Comment 20 Yegor Kozlov 2011-06-26 10:27:08 UTC

It still fails on Bug33519.doc, but with a different exception:

java.lang.IllegalArgumentException: The end (1077) must not be before the start (1985)
	at org.apache.poi.hwpf.usermodel.Range.sanityCheckStartEnd(Range.java:243)
	at org.apache.poi.hwpf.usermodel.Range.<init>(Range.java:176)
	at org.apache.poi.hwpf.usermodel.CharacterRun.<init>(CharacterRun.java:97)
	at org.apache.poi.hwpf.usermodel.Range.getCharacterRun(Range.java:802)
	at org.apache.poi.hwpf.extractor.WordToFoExtractor.processCharacters(WordToFoExtractor.java:243)
	at org.apache.poi.hwpf.extractor.WordToFoExtractor.processParagraph(WordToFoExtractor.java:529)
	at org.apache.poi.hwpf.extractor.WordToFoExtractor.processSectionParagraphes(WordToFoExtractor.java:608)
	at org.apache.poi.hwpf.extractor.WordToFoExtractor.processSection(WordToFoExtractor.java:556)
	at org.apache.poi.hwpf.extractor.WordToFoExtractor.processDocument(WordToFoExtractor.java:341)
	at org.apache.poi.hwpf.extractor.WordToFoExtractor.process(WordToFoExtractor.java:167)
	at org.apache.poi.hwpf.extractor.WordToFoExtractor.main(WordToFoExtractor.java:142)
	at sun.reflect.NativeMethodAccessorImpl.invoke0(Native Method)
	at sun.reflect.NativeMethodAccessorImpl.invoke(NativeMethodAccessorImpl.java:39)
	at sun.reflect.DelegatingMethodAccessorImpl.invoke(DelegatingMethodAccessorImpl.java:25)
	at java.lang.reflect.Method.invoke(Method.java:597)
	at com.intellij.rt.execution.application.AppMain.main(AppMain.java:120)
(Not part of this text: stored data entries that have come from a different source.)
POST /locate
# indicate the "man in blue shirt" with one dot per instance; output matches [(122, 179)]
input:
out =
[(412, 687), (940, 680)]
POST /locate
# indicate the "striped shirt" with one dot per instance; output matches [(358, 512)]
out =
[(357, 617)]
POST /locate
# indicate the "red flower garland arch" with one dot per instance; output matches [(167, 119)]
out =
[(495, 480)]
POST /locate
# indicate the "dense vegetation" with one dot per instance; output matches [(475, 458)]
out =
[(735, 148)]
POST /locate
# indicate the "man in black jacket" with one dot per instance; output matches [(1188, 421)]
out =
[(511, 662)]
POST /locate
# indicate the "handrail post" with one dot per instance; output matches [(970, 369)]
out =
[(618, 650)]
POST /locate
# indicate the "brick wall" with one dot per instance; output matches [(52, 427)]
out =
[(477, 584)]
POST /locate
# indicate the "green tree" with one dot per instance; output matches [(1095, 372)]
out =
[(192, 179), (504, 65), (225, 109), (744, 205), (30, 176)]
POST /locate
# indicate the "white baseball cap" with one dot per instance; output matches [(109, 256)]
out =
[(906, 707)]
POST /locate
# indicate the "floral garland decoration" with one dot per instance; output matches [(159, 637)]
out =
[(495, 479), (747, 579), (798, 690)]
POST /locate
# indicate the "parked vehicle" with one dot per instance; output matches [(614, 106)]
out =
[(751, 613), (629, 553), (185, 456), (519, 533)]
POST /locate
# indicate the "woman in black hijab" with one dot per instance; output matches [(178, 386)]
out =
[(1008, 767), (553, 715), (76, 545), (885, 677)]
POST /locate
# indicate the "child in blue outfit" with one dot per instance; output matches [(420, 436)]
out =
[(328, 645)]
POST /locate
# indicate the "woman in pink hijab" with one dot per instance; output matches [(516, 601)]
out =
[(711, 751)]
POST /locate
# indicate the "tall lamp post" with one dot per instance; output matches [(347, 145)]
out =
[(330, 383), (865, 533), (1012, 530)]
Shall I commit this patch or wait for the next one?

Yegor

(In reply to comment #19)
> Created attachment 27205 [details]
> Workaround for NPE in Bug 33519

Comment 21 Sergey Vladimirov 2011-06-27 09:15:22 UTC

Created attachment 27207 [details]
Latest patch

Okey, here the latest patch. All tests passed.

The problem arised by Bug 33519 is not solved - there is just a workaround. It seems like CHPX are NOT SORTED, so it is not correct to assume it in Range class, so _charStart, _charEnd shall be removed and all code linked to those fields shall be rewritten.

It's a big task so i would like to have some kind of confirmation if my assumption about missing CHPX order is correct.

In addition (in fact, main part of) this patch includes doc-to-html extractor.

Comment 22 Sergey Vladimirov 2011-06-27 09:37:54 UTC

Created attachment 27208 [details]
Latest patch

Comment 23 Sergey Vladimirov 2011-07-04 19:52:49 UTC

I'm closing this bug because all patches applied. Newly patches can be applied to SVN (have commiter access now). Patches from other users are still welcome (as new issues).